Who Should I Tip
I’ve included a list of travel related service professionals you should consider tipping – assuming it is appropriate in the location(s) you are traveling. The list is not all-inclusive and is only travel related (your Barber should get a tip but you generally don’t see him when you travel).
- Taxis Cab Drivers
- Hotel Personnel – Excluding front desk staff – but certainly concierge, room service, cleaning, etc.
- Baggage Handlers – Anyone that handles your bags at the airport or hotel. Note that some airlines actually charge for any form of baggage handling not done at the ticket counter. The irony here is they started charging because baggage handlers weren’t getting tips (and they are greedy). By charging a fee; fewer people take advantage of the service. Seems like the airlines need to take an Economics 101 class – but I digress…..
- Tour Guides – Yes, above and beyond what you’ve already paid for the ridiculously expensive tour.
- Government Employees – Is considered bribery almost everywhere in the world – however – bribery isn’t a crime everywhere in the world. In fact, you may actually be extorted by government employees in some countries. I will post an article on this soon.
- Fast Food – Unless someone is bringing food to your table – you know – like ‘service’ – they don’t need a tip. I don’t care what message I’m supposed to get from that “Tip Jar” you put in front of me. Some people feel the folks who make these ridiculous concoctions in Starbucks deserve a tip – I’ll let you decide.
- Bad Service – Whenever you didn’t get good service.
- Non professional Assistance – Someone on the street giving directions or current time.
The American Factor
With the ease and relative affordability of travel, many more Americans are traveling across the globe – whether it is for vacation or business. This means more and more locales are exposed to American culture and customs. Unfortunately, one of the byproducts of this is many locations take on Western style customs when dealing with tourists – particularly when it comes to tipping. For example, in Japan – tipping is not the norm throughout the countryside; however, if you are eating dinner at the Tokyo Hilton (an American hotel chain) – expect to see a service charge or a ‘friendly’ reminder that tipping is appreciated. In short, if you will be traveling to destinations or properties that cater to Western & European travelers – follow the Western custom and add 10% – 20% gratuity.

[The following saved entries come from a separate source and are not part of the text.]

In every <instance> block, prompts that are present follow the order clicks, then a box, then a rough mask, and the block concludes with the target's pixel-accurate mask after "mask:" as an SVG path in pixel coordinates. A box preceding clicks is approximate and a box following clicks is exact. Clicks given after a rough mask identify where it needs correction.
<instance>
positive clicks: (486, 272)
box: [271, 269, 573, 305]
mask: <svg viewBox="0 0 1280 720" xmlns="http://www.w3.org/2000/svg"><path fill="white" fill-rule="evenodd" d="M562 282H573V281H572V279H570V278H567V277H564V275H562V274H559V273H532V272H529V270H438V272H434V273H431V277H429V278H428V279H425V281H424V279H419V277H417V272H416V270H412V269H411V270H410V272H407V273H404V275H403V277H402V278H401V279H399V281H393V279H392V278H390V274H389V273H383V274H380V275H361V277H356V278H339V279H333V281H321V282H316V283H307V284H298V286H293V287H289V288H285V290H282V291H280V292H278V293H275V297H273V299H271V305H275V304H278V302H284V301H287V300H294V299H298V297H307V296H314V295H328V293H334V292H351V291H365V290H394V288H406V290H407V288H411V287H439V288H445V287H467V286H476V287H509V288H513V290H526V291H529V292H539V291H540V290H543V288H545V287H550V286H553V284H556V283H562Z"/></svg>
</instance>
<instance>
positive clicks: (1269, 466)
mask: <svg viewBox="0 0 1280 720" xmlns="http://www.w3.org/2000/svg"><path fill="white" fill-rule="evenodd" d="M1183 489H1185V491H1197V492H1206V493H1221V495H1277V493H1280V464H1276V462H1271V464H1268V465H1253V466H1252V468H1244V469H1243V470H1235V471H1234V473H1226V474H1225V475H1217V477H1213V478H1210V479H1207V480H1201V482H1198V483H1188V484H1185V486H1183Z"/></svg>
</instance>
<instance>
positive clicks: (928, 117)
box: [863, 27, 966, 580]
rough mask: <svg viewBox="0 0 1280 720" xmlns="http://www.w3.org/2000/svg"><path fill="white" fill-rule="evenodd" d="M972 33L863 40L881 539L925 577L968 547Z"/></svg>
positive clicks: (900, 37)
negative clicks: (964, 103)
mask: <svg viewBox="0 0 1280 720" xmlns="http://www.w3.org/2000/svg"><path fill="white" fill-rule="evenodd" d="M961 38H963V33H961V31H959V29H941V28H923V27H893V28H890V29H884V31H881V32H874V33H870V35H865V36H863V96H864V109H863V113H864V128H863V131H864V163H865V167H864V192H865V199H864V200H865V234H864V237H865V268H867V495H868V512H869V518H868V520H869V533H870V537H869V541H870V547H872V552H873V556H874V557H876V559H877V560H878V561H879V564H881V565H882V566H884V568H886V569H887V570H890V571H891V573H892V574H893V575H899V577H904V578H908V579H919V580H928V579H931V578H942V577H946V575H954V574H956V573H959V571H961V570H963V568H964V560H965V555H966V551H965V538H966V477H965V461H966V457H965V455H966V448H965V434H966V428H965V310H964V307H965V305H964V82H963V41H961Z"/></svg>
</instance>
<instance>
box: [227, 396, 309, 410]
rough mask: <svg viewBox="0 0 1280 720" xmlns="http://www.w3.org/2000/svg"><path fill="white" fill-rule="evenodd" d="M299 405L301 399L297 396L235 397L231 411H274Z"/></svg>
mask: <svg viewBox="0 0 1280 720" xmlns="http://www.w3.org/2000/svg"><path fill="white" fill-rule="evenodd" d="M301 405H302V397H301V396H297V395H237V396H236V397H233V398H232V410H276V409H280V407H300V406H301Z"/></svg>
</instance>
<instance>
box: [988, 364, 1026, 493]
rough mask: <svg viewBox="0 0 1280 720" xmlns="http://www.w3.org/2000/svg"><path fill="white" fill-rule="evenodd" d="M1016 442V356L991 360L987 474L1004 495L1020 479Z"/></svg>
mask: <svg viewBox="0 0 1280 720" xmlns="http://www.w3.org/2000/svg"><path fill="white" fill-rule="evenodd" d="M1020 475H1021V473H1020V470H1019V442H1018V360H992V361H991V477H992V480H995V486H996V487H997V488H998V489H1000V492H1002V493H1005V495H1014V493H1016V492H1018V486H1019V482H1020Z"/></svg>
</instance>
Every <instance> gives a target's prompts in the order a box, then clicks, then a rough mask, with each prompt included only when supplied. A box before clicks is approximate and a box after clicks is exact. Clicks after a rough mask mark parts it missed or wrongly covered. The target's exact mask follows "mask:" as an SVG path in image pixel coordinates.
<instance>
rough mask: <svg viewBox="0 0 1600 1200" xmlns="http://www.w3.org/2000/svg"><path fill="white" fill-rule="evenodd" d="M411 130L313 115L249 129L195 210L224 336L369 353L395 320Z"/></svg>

These few highlights should help you avoid some awkward situations:
- Use the Region and or Country list above (click Print icon). If the list isn’t available, “When in Rome – do as the Romans”.
- Understand the American factor – if in a Western owned property (or location that caters to that demographic) – expect Western customs. If you go outside of these locations, follow the guide.
- Remember ‘gratuity’ is a form of thank you. If you have truly received bad service – don’t tip. But if you did receive good service – don’t be a Jerk!
- Over tipping is usually seen a flaunting your wealth – a perception assigned to most Americans (we don’t realize the culture difference). Remember, cultures differ and more isn’t always better. Use the guide above!
- Finally, for my US service industry friends. Stop whining! Some people don’t know, can’t afford, or are too cheap to tip. Tipping isn’t mandatory – it’s a gratuity. If u want guaranteed money – move to France or go be an Accountant!